Qu’est-ce que cela peut faire ? J’ai encore un emploi.

J’ai un mal de tête insidieux. Je devine qu’il est le résultat des cinq Cuba Libre que j’ai bu la nuit dernière au Boga-Boga.

Je sais ce que vous pensez.
Je suis une alcoolique.
Mais que cela soit clair, je ne le suis pas.
Et même si je l’étais, qu’est-ce que cela peut bien faire ? J’ai encore un emploi.

Ah oui, il faut que je précise. Hier soir, avant les cinq Cuba libre, j’ai décidé que  la meilleure réponse à toute question pénible serait : « Qu’est-ce que cela peut bien faire ? J’ai encore un emploi ». ce qui, compte tenu du taux de chômage actuel, me semble être suffisamment pertinent pour conclure toute conversation ennuyeuse et/ou désobligeante. Exemples de mise en pratique :

« BritBrit, tu sens la Pina Colada. »
Qu’est-ce que cela peut bien faire ? J’ai encore un emploi.
« BritBrit, tu as la jupe rentrée dans ta culotte. »
Qu’est-ce que cela peut bien faire ? J’ai encore un emploi.
« BritBrit, je ne pense pas qu’il soit dans ton meilleur intérêt de t’habiller en pupute pour aller chercher Gaspard à son cours de cathé »
Qu’est-ce que cela peut bien faire ? J’ai encore un emploi.

Vous pouvez utiliser cette réponse à votre convenance si vous le souhaitez, je ne suis pas restrictive à ce sujet.
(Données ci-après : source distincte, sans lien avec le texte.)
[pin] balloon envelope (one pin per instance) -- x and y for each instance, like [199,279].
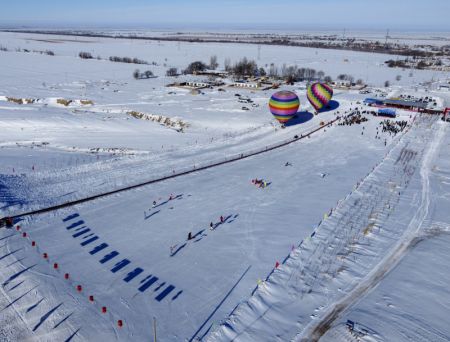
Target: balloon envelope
[319,95]
[284,105]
En fait, vous savez là où je deviens de plus en plus restrictive ? C’est sûr Twitter. Parce que pour être franche, je ne crois pas que la plupart des gens aient quelque chose d’important à dire. Beaucoup se contentent de twitter des « réflexions profondes » sur la météo ou sur ce qu’ils sont en train de manger. La bouffe et la détention de la connaissance du temps qu’il fait obsèdent les heureux détenteurs de comptes Twitter, c’est un fait.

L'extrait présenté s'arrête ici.